Bergaulah dengan orang-orang yang korup. Bersahabatlah dengan atasan dan
bawahan yang korup. Di sanalah ujian itu baru muncul. Sebab, mungkin
saja kita tidak korupsi ya oleh karena memang kita hidup di
tengah-tengah lingkungan yang tidak memungkinkan kita untuk korupsi dan
memakan uang bukan milik sendiri dengan begitu rakusnya. Sederhananya,
kita tidak korupsi karena tidak ada (belum ada) kesempatan untuk itu.
Bukankah sudah banyak
contoh mereka yang tadinya berteriak-teriak dengan lantang menolak
pejabat korup. Mereka dengan ganasnya menghina serta menistakan para
koruptor dan tindakan korupsi yang sementara terjadi. Akan tetapi ketika
mereka masuk ke dalam sistem. Tatkala mereka terpilih sebagai pejabat
publik, eh justru mereka menjelma menjadi jauh lebih busuk dan lebih
bobrok dari orang-orang yang mereka demo dan teriaki itu. Sangat
kontras. Terlebih, kelak di kemudian hari, ini pastilah menjadi sebuah
preseden buruk yang amat sangat memalukan bagi aktivis anti korupsi
lainnya, bila ia kemudian menjadi jauh lebih “busuk” dari para koruptor
yang sering dihujatnya. Amat memalukan. Dan amat memiriskan.
Terlepas dari semua
kebimbangan dan keputusasaan kita terhadap kemurnian para aktivis anti
koruptor tersebut, bangsa kita ternyata masih juga terus melahirkan
pemimpin-pemimpin yang dapat dipercaya. Orang-orang yang anti korupsi
seperti Ahok dan Jokowi, Mahfud MD, serta Abraham Samad membuktikan
bahwa sistem dan lingkungan yang korup tidak sanggup menarik mereka
masuk ke pusaran itu. Mereka masih punya hati nurani dan dapat berkata
tidak, walau sebetulnya kesempatan itu sangatlah terbuka.
Jokowi dan Ahok
umpamanya. Sebagai orang nomor satu dan dua di Jakarta ini, peluang
untuk korupsi tentu begitu besar. Namun mereka masih setia kepada janji
mereka. Mereka juga tetap menunjukkan ketegaran mereka sebagai pemimpin
yang anti korupsi. Mereka masih menggunakan akal sehat dan hati yang
bersih, bukan sebaliknya menggunakan dengkul dan (maaf) pantat yang
mudah tergiur oleh godaan korupsi. Otak mereka masihlah sehat, bahwa
uang negara, uang rakyat, tentu semuanya itu adalah demi kepentingan dan
kesejahteraan rakyat semata, dan bukan untuk kenikmatan diri sendiri
dan keluarga. Sama sekali tidak. Pemimpin yang jujur dan bersih harus
sanggup menolak godaan korupsi.
Pemimpin-pemimpin
seperti inilah yang mesti kita ancungi jempol dan dukung. Bangsa ini
semakin terpuruk, jujur saja oleh karena salah satu alasan utamanya
adalah masih begitu banyaknya pencuri dan maling yang duduk berkuasa dan
menjadi pejabat publik. Berapa puluh atau bahkan ratus triliunan yang
sudah dicuri mereka? Itu bukan jumlah yang sedikit. Lantas apakah kita
akan tinggal diam melihat negara kita digerogoti dan dihabisi oleh
orang-orang yang seharusnya melindungi dan menyejahterakan kita?

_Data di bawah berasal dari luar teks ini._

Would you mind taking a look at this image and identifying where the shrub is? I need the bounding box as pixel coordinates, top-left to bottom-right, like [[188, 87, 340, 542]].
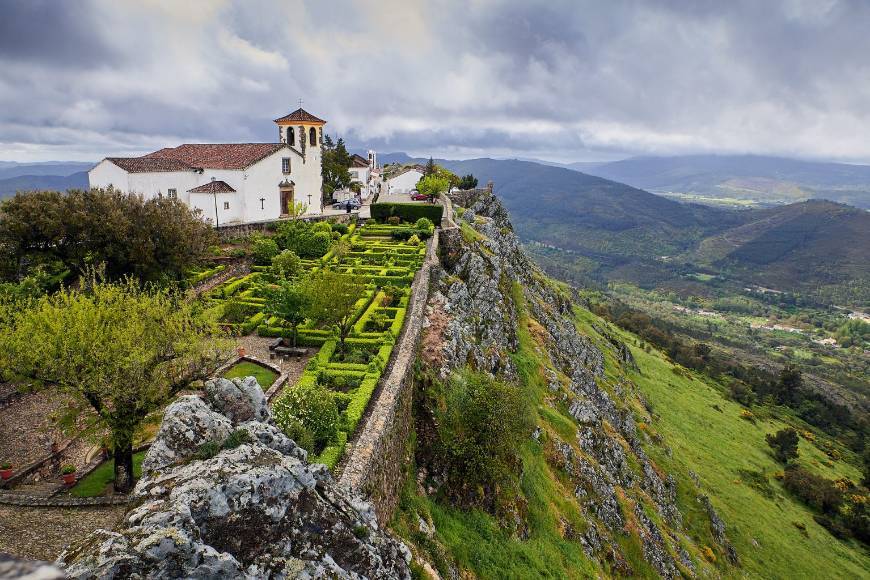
[[414, 218, 435, 231], [371, 203, 444, 224], [765, 428, 798, 463], [272, 250, 302, 278], [274, 383, 339, 452]]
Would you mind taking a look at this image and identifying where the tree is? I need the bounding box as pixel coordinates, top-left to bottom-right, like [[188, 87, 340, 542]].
[[456, 173, 477, 189], [765, 428, 798, 463], [263, 280, 311, 346], [0, 275, 229, 492], [776, 364, 803, 405], [320, 135, 351, 203], [0, 188, 217, 282], [417, 175, 450, 201], [307, 270, 366, 355]]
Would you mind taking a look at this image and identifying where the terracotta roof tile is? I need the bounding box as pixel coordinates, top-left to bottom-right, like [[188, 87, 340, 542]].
[[145, 143, 286, 169], [106, 157, 195, 173], [275, 108, 326, 124], [187, 180, 236, 193]]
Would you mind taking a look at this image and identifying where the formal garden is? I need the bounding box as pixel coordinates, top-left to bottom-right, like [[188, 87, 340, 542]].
[[204, 207, 441, 468]]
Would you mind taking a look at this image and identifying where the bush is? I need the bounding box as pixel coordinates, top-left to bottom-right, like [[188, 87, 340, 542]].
[[371, 203, 444, 224], [251, 236, 278, 266], [272, 250, 302, 278], [765, 428, 798, 463], [273, 383, 339, 453]]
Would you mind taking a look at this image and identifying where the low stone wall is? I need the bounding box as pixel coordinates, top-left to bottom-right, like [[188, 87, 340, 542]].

Budaya Korupsi di Indonesia
Coba kita cermati.
Lembaga dan institusi mana di negeri ini yang tidak disantroni maling?
Hampir tidak ada satupun lembaga atau institusi yang kita punyai yang
bebas korupsi. Maling-maling bertitel keren sebagai koruptor itu hadir
dan muncul dimana-mana. Mereka itu sudah mewabah, dan sakit yang
mereka ciptakan sudah teramat akut. Kekronisan dari penyakit yang
ditimbulkan oleh korupsi ini tidak bisa lagi dipandang sebelah mata. Hadir
menggerogoti setiap sendi-sendi negeri ini. Melumat hampir semua ruang
yang dilaluinya. Laksana ruang gelap yang tak kita jumpai lagi berkas
cahaya terang. Ibarat tidak lagi ada ruang pengharapan di sana.
Pengharapan bahwa negeri kita akan bebas dari korupsi.
Ada sebuah organisasi non profit
yang selama ini memiliki perhatian sangat khusus terhadap korupsi.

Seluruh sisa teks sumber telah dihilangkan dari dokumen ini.